Kupoleskan lip ice colour kissing orange sebagai finishing touch, mentholatumnya menyegarkan. Perlahan warna orange lembut membias di bibirku, serasi dengan bolero rajut harajukuku. Masih pukul 18.50, Theo janji menjemputku tepat pukul 19.00. Masih ada 10 menit lagi waktuku mematut diri. Si mata elang itu mengajakku menghadiri ulang tahun ketua kelasnya.
Sekali lagi kupandang cermin yang membingkai seraut wajah dengan rambut ala Cleopatra. Tapi sepertinya ia tak secantik Cleopatra dalam sejarah. Wajahnya datar, tak secuil senyum menghiasi bibirnya yang bersemu orange. Wajah itu mencoba tersenyum tapi sepertinya tak rela. Bahkan ketika memaksakan diri hingga gigi gemerutukpun sang senyum masih enggan, yang muncul malah sebuah seringaian menakutkan Jangan-jangan Cleopatra sudah berevolusi menjadi medusa.
Ini pasti gara-gara benda itu, yang membuat sang Cleopatra hilang wibawa, rasa bangga yang selalu mencuat setiap kali orang-orang memuji betapa lentiknya matanya.
Aku benci wajah itu! Mengenakan benda itu seolah mengalungkan beban seberat 10 ton ke leherku. Aku benci kacamata! Ia membuatku merasa menjadi Bety La Fea, si lugu, bo’on, kuper, katrok, bla bla bla lain-lain sederet predikat menyebalkan.
“Pakai lensa kontak aja pa, aku ogah pakai kacamata. Aku kan pikun, bisa-bisa aku bakal lupa naruhnya,” tolakku ketika papa mengajakku memilih kacamata di optik langganannya.
“Itu masalahnya, karena kamu pelupa maka sebaiknya pakai kacamata saja. Bayangkan, kalau kamu pakai lensa kontak, terus kamu lupa mencopotnya sebelum tidur, bisa-bisa malah infeksi.”

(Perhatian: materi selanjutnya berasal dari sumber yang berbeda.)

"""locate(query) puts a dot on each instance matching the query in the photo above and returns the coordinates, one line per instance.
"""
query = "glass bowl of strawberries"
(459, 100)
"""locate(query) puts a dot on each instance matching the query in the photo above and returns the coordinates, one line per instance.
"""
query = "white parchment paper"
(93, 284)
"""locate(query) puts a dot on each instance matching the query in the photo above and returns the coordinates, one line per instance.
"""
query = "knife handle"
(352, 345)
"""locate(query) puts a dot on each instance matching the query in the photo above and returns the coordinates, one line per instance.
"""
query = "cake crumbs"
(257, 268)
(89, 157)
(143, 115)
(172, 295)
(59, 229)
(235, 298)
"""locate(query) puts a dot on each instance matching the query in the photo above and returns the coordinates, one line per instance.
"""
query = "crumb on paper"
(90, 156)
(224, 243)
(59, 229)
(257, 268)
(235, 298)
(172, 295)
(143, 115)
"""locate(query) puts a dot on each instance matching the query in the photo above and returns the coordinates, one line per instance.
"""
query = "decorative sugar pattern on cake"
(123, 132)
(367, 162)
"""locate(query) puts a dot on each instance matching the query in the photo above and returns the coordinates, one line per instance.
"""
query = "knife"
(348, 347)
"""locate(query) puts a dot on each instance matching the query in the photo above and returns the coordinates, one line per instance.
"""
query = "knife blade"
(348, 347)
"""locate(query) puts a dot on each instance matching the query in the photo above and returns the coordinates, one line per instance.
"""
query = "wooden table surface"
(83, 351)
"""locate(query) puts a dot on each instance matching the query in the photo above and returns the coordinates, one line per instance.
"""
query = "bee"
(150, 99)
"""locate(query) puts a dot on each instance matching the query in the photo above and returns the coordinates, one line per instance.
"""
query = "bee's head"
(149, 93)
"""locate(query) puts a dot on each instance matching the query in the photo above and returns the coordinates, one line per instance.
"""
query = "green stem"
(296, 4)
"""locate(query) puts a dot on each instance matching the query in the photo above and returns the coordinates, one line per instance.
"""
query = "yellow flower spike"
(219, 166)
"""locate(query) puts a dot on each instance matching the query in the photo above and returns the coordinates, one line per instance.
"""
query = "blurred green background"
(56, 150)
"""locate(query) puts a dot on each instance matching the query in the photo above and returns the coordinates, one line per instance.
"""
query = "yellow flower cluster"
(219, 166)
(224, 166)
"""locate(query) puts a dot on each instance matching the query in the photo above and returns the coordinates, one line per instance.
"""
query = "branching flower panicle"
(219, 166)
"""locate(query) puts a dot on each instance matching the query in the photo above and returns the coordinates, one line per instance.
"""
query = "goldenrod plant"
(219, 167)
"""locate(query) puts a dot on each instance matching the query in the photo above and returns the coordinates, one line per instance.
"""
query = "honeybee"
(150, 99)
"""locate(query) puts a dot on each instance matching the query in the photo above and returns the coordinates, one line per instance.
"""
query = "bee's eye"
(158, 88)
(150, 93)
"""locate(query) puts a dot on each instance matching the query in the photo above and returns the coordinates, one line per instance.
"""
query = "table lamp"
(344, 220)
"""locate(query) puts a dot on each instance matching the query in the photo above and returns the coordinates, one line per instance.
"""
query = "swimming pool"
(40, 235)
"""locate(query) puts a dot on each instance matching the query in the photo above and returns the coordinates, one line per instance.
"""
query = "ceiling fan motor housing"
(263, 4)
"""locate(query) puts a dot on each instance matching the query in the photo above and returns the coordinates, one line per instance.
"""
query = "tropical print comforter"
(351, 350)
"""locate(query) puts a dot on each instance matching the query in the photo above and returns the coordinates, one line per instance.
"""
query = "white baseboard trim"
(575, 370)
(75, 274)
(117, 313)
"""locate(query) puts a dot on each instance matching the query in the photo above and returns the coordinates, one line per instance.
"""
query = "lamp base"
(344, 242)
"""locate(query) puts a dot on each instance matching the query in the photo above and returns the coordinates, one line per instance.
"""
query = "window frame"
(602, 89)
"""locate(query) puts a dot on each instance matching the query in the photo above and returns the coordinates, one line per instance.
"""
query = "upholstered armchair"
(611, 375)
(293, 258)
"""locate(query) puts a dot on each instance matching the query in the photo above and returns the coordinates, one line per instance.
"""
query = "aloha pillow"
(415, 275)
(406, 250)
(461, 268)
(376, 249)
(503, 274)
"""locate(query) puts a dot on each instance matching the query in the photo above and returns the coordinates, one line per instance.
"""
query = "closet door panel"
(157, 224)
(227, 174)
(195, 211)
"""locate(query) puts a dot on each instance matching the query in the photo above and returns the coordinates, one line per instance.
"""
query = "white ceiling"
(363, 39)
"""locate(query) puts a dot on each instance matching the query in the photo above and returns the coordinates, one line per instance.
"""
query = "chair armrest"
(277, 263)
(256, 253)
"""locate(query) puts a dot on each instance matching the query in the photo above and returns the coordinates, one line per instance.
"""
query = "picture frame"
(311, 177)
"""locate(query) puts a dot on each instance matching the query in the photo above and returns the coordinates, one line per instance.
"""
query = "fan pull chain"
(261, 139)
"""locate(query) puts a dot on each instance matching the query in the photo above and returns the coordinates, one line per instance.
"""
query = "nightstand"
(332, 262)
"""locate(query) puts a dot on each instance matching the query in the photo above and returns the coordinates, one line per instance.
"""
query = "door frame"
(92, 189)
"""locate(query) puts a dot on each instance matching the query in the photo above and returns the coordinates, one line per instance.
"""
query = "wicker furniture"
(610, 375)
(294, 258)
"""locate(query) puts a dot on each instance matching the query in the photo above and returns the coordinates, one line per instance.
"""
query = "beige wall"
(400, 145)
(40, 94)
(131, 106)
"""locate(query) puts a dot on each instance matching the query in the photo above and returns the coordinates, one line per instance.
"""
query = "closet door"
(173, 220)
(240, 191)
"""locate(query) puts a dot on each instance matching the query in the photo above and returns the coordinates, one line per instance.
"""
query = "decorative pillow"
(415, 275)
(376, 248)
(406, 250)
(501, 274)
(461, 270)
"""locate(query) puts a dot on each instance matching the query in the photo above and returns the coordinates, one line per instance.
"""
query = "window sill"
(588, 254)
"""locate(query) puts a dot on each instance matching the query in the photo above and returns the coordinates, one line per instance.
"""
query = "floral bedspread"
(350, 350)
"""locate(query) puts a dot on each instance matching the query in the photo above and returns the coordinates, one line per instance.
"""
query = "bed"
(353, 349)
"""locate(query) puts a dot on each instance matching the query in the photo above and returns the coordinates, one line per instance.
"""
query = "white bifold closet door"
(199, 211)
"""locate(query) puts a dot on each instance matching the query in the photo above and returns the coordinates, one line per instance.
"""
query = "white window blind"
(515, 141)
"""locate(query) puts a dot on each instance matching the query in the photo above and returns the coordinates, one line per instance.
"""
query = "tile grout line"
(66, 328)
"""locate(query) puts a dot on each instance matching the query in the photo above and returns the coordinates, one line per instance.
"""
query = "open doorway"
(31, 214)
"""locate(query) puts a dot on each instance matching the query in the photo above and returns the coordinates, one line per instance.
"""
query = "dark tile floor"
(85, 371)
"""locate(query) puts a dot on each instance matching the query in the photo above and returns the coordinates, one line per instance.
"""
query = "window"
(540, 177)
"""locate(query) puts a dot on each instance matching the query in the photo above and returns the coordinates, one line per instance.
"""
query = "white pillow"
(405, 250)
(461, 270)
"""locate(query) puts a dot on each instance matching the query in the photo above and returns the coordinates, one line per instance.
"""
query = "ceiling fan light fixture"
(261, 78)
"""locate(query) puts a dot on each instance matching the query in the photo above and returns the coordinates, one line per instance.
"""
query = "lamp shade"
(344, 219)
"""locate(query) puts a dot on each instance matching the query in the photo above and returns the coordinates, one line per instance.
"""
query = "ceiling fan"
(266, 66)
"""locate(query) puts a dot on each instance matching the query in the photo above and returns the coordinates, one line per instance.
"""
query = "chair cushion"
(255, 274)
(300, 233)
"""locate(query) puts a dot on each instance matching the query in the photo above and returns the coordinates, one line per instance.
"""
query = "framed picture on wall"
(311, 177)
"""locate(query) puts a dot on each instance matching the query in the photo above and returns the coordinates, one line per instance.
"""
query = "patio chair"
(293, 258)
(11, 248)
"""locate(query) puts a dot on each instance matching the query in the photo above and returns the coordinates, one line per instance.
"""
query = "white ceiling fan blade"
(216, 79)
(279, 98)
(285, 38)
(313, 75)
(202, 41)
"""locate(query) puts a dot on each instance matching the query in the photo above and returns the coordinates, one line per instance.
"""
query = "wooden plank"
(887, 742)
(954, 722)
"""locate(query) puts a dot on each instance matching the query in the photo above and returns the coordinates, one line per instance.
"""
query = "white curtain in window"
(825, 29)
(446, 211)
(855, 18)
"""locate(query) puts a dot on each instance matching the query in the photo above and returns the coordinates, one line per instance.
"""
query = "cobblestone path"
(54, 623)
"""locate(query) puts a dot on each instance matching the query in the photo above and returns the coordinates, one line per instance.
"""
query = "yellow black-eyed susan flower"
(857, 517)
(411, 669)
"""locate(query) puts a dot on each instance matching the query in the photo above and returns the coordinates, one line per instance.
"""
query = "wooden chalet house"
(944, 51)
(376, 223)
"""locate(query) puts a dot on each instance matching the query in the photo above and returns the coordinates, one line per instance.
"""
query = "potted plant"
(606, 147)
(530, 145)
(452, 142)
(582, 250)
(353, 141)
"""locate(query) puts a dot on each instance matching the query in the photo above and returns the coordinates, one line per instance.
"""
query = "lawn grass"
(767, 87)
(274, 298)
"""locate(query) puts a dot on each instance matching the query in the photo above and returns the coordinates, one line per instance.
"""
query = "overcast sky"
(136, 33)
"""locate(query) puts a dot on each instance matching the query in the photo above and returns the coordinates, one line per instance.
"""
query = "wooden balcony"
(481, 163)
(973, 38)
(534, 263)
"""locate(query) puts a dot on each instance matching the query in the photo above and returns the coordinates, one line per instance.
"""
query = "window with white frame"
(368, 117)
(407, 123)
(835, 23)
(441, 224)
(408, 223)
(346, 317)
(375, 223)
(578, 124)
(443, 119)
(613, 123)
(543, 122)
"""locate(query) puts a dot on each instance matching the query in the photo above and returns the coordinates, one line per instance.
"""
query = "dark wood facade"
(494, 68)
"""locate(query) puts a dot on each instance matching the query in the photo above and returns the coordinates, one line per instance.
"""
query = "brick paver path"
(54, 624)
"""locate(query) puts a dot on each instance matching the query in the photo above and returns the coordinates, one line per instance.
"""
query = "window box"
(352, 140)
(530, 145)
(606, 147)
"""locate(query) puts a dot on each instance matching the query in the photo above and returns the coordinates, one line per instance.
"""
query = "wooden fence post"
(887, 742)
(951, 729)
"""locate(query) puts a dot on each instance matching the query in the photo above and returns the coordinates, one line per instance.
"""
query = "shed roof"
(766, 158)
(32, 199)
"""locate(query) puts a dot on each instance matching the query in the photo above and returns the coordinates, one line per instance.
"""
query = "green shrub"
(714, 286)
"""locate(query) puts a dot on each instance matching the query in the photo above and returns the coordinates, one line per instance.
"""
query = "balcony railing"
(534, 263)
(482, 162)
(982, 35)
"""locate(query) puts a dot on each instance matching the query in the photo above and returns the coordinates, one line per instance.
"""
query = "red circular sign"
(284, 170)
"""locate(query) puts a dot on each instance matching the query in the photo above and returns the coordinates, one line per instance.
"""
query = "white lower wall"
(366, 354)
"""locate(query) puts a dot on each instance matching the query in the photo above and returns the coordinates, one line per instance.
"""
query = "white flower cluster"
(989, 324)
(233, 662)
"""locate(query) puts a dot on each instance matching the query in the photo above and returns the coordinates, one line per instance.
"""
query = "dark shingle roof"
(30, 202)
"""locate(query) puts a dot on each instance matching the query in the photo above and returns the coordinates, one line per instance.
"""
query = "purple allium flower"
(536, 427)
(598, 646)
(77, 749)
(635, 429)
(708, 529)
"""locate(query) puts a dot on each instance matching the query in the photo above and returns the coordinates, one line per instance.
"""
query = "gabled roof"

“Tapi nanti kalau aku lupa naruh kacamatanya?”
“Kasih rantai saja, kaya bu Hebrink di TV itu, beres!”
Ogah! Tapi tetap saja aku kalah. Papa tetap membelikanku kacamata. Kata dokter, mata kanan dan kiriku sama-sama minus 3. Sebenarnya aku tidak pernah mengeluh tentang mataku tapi papa curiga pada hobi baruku, dekat-dekat dengan layar TV kalau ada film yang pakai terjemahan, dan mengkonsumsi jus wortel 3x sehari. Beliau memaksaku periksa. Hasilnya sebuah kacamata berframe cokelat muda bertengger di wajahku, Cleopatra berkacamata.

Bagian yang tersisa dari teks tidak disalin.